Research suggests that the continuum between droplets and airborne transmission of the virus means the two different levels of protection currently advised for healthcare workers treating coronavirus (COVID-19) patients need re-evaluating. In both cases, medical staff wear gloves, gowns and eye protection, but use surgical masks to protect against droplets, while respirator masks (N95 or P2) are worn for airborne viruses. However, evidence suggests respirators should be the first and only choice for frontline health professionals. “The study will give clinicians a more comprehensive picture of the mechanisms underlying infection transmission via exhalations, which is important at this time of COVID-19 pandemic and beyond,” said Prateek Bahl, lead author of the study.
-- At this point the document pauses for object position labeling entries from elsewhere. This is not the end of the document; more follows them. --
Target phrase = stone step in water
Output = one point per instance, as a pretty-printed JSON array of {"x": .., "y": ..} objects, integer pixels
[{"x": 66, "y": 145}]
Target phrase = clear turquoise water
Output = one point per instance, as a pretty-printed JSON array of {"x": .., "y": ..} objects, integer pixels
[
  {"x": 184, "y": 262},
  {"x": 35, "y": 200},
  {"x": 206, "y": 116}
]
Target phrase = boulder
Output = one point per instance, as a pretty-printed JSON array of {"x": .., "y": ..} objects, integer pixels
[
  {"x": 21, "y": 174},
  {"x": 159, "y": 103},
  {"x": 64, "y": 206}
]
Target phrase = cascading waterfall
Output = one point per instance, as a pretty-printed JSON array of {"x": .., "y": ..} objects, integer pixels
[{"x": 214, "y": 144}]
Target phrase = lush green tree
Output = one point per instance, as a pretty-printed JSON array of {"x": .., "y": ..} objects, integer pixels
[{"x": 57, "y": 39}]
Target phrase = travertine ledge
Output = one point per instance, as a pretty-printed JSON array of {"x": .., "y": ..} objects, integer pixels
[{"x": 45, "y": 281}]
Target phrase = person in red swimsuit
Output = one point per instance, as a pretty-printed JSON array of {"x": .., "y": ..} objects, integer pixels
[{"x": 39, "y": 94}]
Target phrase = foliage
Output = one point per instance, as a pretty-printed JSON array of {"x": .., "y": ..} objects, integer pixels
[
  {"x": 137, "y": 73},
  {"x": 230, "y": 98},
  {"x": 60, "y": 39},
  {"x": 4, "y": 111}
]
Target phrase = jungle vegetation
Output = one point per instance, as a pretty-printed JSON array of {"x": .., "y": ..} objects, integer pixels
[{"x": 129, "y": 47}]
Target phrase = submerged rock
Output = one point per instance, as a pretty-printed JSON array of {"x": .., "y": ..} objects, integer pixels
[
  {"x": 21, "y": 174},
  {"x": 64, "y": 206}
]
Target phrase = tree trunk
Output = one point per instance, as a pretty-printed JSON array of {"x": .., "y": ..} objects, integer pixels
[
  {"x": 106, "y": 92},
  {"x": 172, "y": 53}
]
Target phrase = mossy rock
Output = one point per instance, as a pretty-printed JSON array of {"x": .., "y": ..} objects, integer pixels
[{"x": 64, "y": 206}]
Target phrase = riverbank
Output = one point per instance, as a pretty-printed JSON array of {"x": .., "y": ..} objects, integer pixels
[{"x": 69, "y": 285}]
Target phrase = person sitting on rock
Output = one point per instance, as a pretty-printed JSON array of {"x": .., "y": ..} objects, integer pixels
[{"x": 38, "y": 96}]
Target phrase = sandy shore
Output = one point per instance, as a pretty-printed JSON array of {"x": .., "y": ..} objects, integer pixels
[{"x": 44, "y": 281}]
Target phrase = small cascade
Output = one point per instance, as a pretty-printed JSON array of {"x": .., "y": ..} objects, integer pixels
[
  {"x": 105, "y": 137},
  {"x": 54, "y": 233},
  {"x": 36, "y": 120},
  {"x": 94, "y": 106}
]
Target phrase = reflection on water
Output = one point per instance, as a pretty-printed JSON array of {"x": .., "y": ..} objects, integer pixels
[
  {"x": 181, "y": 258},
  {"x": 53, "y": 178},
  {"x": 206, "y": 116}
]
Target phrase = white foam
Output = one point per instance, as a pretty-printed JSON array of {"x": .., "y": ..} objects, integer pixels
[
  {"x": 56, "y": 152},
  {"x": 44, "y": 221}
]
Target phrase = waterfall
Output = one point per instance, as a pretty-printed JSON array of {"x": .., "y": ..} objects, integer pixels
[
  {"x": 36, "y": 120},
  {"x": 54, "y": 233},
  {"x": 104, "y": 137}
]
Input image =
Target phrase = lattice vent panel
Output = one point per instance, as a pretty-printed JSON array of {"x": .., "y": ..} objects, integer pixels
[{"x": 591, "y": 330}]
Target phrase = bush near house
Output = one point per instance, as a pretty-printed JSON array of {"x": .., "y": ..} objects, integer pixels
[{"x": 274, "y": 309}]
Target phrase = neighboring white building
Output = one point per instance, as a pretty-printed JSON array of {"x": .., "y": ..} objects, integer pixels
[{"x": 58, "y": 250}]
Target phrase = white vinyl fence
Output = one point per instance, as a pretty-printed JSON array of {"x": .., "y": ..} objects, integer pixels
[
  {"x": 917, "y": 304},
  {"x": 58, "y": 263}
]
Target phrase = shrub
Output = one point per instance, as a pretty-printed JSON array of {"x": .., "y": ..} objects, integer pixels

UNSW Engineering’s Professor Con Doolan explains the complex physics of droplets and aerosols: “When you sneeze or cough, the droplets are created in random ways and can travel much further than we previously thought. We really don’t know how the droplets interact with surgical masks and until we understand that, then we should be using respirator masks.” This study could clarify the discrepancies in recommendations from various international and governmental organisations as countries struggle to cope with the COVID-19 threat. WHO recommends that healthcare workers caring for suspected COVID-19 patients should adopt precautions against contact and droplet transmission of the virus. The US Centre for Disease Control (CDC) initially recommended adopting precautions against airborne transmission.
Professor MacIntyre said that if the evidence suggests droplets can travel further than 2 metres, then “the air inside a standard hospital room could be contaminated beyond that distance. Given the high case fatality rate and documented deaths of health workers from COVID-19, the ‘precautionary principle’ and use of a respirator is warranted. The global shortages of personal protective equipment should ideally not drive policy. We should instead focus on scaling up PPE manufacturing capacity in all countries.” There is limited scientific data informing spatial separation guidelines, the study suggests, and growing evidence that also suggests that current guidelines pertaining to SARS-CoV-2 would benefit from being revisited.